Free-market environmentalists therefore argue that the best way to protect the environment is to clarify and protect property rights. This allows parties to negotiate improvements in environmental quality. It also allows them to use torts to stop environmental harm. If affected parties can compel polluters to compensate them they will reduce or eliminate the externality. Market proponents advocate changes to the legal system that empower affected parties to obtain such compensation. They further claim that governments have limited affected parties' ability to do so by complicating the tort system to benefit producers over others.
While environmental problems may be viewed as market failures, free market environmentalists argue that environmental problems arise because:
The state encodes, provides and enforces laws which override or obscure property rights and thus fail to protect them adequately.

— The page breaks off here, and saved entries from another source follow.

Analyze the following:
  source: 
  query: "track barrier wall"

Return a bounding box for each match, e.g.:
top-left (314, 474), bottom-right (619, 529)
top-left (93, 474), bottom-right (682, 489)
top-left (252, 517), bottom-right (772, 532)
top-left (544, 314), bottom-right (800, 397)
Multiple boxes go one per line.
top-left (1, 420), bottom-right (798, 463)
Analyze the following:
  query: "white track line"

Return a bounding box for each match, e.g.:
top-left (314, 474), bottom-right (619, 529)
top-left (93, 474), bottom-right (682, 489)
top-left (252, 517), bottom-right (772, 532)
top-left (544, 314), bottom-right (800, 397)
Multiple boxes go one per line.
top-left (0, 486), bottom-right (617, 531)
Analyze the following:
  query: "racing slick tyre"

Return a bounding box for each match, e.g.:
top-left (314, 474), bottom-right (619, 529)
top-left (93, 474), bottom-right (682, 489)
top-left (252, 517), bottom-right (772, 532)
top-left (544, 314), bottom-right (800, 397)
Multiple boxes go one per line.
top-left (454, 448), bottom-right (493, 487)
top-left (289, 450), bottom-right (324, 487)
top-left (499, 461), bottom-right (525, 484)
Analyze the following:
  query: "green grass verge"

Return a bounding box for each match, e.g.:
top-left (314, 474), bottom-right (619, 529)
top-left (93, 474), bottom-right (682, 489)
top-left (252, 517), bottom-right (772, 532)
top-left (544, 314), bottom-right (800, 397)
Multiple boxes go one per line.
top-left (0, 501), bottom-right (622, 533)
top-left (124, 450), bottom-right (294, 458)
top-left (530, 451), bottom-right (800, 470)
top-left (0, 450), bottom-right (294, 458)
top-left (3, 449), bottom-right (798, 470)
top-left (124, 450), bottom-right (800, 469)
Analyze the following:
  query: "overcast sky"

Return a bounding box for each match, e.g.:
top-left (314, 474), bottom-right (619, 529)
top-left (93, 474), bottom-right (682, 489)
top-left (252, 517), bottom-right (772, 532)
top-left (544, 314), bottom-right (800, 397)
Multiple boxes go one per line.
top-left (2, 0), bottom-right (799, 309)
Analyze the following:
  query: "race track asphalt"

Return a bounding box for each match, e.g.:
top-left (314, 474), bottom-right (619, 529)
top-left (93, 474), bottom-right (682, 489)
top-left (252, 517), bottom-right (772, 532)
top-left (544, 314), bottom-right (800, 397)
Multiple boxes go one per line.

Given the technological and legal context in which people operate, transaction costs are too high to allow parties to negotiate to a solution better for the environment.
Laws governing class or individual tort claims provide polluters with immunity from tort claims, or interfere with those claims in such a way as to make it difficult to legally sustain them.
Though many environmentalists blame markets for many of today's environmental problems, free-market environmentalists blame many of these problems on distortions of the market and the lack of markets. Government actions are blamed for a number of environmental detriments.
A misunderstanding of the tragedy of the commons, which is seen as a fundamental problem for the environment. When land is held in common, anybody may use it. Since resources are consumable, this creates the incentive for entrepreneurs to use common resources before somebody else does.